Sunday, June 30, 2013

Lena Horne

Happy Birthday, Lena Horne 1917-2010...Born to upper middle class parents in Brooklyn, N.Y., Horne's mixed race heritage (European American, Native American and African American) gave her exotic beauty and at times held her back in her film career. Her parents separated early in her life and she spent some time traveling with her actress mother and some time with her grandparents. By the time she was 14, she dropped out of high school to try show business herself.
Horne joined the chorus line at the Cotton Club at the age of 16 and, mentored by Adelaide Hall, she soon began singing in the show as well. A few years later she joined Noble Sissle's band recording for the first time under the name of Helena Horne. She got a great deal of notice when she joined Lew Leslie's Blackbirds of 1939 which lead to her being signed with Charlie Barnett's band. Touring with an all-white band gave her first hand experience of the segregation policies of the times and cemented her determination to fight for civil rights. She left the band after a short time and headlined at Cafe Society and the Savoy-Plaza Hotel, becoming the highest paid black entertainer in 1943.
Hollywood came knocking and in 1943 she signed a 7 year contract with MGM. She made two stand-out appearances in the films "Stormy Weather" and "Cabin in the Sky". "Cabin in the Sky" was Vincent Minnelli's first film as a director and in it Horne played a brazen, sexy handmaiden of the devil. One number, "Ain't it the Truth", was cut from the film because watching Horne sing it in a bubble bath was considered too risque. Despite the attention that came with those movies, producers found her difficult to cast. Her light skin made it difficult to cast her in full color films along side popular African American actors but she wasn't "white" enough to be cast with white actors. She also refused to accept parts that stereotyped African American women and for that she was ironically shunned by many black performers. The next films she made would compartmentalize her scenes in movies featuring white actors (mainly of her singing) so they could be easily cut when the films were shown in racially segregated communities.
Horne was an outspoken opponent of segregation and by the end of the 40's she had sued several restaurants and theaters for discrimination. She was also a popular performer for the troupes during WW2 and was up front about her outrage at the way black soldiers were treated. She recalled, "So the U.S.O. got mad and they said, 'You're not going to be allowed to go anyplace anymore under our auspices.' So from then on I was labeled a bad little Red girl." Horne claimed that for this and other reasons, including a friendship with leftist Paul Robeson, she was blacklisted during the McCarthy era and could make no film or television appearances for seven years.
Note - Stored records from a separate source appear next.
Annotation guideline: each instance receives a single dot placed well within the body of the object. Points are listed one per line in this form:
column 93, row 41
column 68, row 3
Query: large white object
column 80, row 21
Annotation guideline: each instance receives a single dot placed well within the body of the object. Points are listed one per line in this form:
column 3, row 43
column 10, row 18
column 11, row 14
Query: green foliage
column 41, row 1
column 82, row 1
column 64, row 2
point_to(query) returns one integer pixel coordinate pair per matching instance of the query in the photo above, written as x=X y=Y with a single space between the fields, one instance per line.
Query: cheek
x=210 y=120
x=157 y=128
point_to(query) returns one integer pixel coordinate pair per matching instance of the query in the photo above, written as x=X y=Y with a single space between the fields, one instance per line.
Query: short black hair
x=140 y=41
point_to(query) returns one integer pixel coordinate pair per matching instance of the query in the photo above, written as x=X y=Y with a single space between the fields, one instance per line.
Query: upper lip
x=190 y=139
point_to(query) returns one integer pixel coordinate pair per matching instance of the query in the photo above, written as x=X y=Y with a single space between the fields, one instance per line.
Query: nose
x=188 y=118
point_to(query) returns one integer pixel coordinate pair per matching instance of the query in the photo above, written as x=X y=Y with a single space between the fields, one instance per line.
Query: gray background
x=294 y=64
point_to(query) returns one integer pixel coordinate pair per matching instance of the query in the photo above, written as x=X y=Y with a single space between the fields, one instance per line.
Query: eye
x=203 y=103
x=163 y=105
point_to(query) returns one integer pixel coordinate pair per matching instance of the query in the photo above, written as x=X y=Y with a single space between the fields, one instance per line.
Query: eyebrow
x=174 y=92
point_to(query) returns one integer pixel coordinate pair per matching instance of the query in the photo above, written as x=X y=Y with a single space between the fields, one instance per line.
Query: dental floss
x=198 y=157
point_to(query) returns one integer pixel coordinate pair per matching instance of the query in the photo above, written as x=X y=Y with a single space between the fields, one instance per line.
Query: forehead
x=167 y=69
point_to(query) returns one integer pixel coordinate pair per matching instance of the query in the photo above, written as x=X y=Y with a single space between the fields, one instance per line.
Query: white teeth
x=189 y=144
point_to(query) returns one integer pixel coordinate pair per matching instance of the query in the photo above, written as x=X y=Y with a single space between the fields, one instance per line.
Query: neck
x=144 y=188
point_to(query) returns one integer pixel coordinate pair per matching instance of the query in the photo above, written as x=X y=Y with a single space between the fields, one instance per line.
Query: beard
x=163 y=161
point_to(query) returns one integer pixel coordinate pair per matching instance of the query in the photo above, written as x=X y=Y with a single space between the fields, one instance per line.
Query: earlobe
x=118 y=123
Undeterred, she would continue to work for civil rights throughout her life.
Although absent from the screen, Horne found success in nightclub appearances and with recordings. "Lena Horn at the Waldorf-Astoria" was made during her successful 8-week run there and became the best selling album by a female singer in RCA Victor's history. She headlined in clubs and concert halls throughout the U.S., Canada and Europe. In 1958 she became the first African American woman to be nominated for a Tony Award for "Best Actress in a Musical" for her role in "Jamaica", which at her request featured her long time friend Adelaide Hall. When the ban was finally lifted she appeared in only four more films.
For the rest of her career she made countless successful television, club and stage appearances, many of them generating award winning recordings. In 1981, at the age of 64, she won a special Tony award for her one-woman show "Lena Horn: The Lady and Her Music" which still holds the record for the longest running solo performance in Broadway history. In the 1990's she continued to be active in the recording studio, most notably making a recorded tribute to her good friend Billy Strayhorn which featured songs written by him and Duke Ellington. It was Strayhorn whom she credited with being her biggest influence. "I wasn't born a singer," she said,"I had to learn a lot. Billy rehearsed me. He stretched me vocally. He taught me the basics of music because I didn't know anything." Although Strayhorn was openly gay, Horne called him, "The only man I really loved." "He was just everything I wanted in a man except he wasn't interested in me sexually." Her last concert appearances would coincide with the release of that album.
Looking back at her life at the age of 80 Horne said, "My identity is very clear to me now. I am a black woman. I'm free. I no longer have to be a "credit". I don't have to be a symbol to anybody; I don't have to be a 'first' to anybody. I don't have to be an imitation of a white woman that Hollywood sort of hoped I'd become. I'm me, and I'm like nobody else." Horne died of heart failure on May 9, 2010 at the age of 92.